Meta-models for objective functions and constraints have been developed for this purpose. Two different
approaches are mostly followed. In one approach, a sample of solutions are used to generate a meta-model
(approximate model of the original objectives and constraints) and then efforts have been made to find the
optimum of the meta-model, assuming that the optimal solutions of both the meta-model and the original
problem are similar to each other [66, 67]. In the other approach, a successive meta-modeling approach is
used in which the algorithm starts to solve the first meta-model obtained from a sample of the entire search
space [68, 69, 70]. As the solutions start to focus near the optimum region of the meta-model, a new and
more accurate meta-model is generated in the region dictated by the solutions of the previous optimization.

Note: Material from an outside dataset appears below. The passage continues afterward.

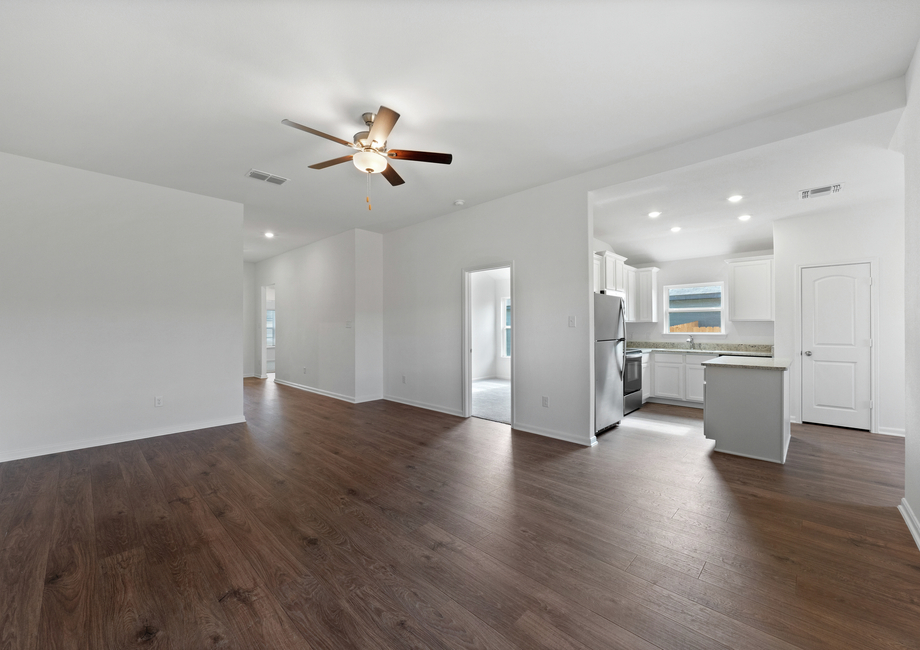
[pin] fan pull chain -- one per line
(368, 190)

A coarse-to-fine-grained meta-modeling technique based on artificial neural networks is shown to reduce
the computational effort by about 30 to 80% on different problems [68]. Other successful meta-modeling
implementations for multi-objective optimization based on Kriging and response surface methodologies
exist [70, 71].
11 Conclusions
This chapter has introduced the fast-growing field of multi-objective optimization based on evolutionary
algorithms. First, the principles of single-objective evolutionary optimization (EO) techniques have been
discussed so that readers can visualize the differences between evolutionary optimization and classical
optimization methods. The EMO principle of handling multi-objective optimization problems is to find a
representative set of Pareto-optimal solutions. Since an EO uses a population of solutions in each iteration,
EO procedures are potentially viable techniques to capture a number of trade-off near-optimal solutions in a
single simulation run. This chapter has described a number of popular EMO methodologies, presented some
simulation studies on test problems, and discussed how EMO principles can be useful in solving real-world
multi-objective optimization problems through a case study of spacecraft trajectory optimization.
Finally, this chapter has discussed the potential of EMO and its current research activities. The principle
of EMO has been utilized to solve other optimization problems that are otherwise not multi-objective in
nature. The diverse set of EMO solutions have been analyzed to find hidden common properties that can
act as valuable knowledge to a user. EMO procedures have been extended to enable them to handle various
19
20. practicalities. Finally, the EMO task is now being suitably combined with decision-making activities in
order to make the overall approach more useful in practice.
EMO addresses an important and inevitable fact of problem-solving tasks. EMO has enjoyed a steady
rise of popularity in a short time. EMO methodologies are being extended to address practicalities. In
the area of evolutionary computing and optimization, EMO research and application currently stands as
one of the fastest growing fields. EMO methodologies are still to be applied to many areas of science and
engineering. With such applications, the true value and importance of EMO will become evident.
Acknowledgments
This chapter contains some excerpts from previous publications by the same author entitled ‘Introduction
to Evolutionary Multi-Objective Optimization’, In J. Branke, K. Deb, K. Miettinen and R. Slowinski
(Eds.) Multiobjective Optimization: Interactive and Evolutionary Approaches (LNCS 5252), 2008, Berlin:
Springer-Verlag., (pp. 59–96) and ‘Recent Developments in Evolutionary Multi-Objective Optimization’ in
M. Ehrgott et al. (Eds.) Trends in Multiple Criteria Decision Analysis, 2010, Berlin: Springer-Verlag, (pp.
339-368). This paper will appear as a chapter in a Springer book entitled ’Multi-objective Evolutionary
Optimisation for Product Design and Manufacturing’ edited by Lihui Wang, Amos Ng, and Kalyanmoy
Deb in 2011.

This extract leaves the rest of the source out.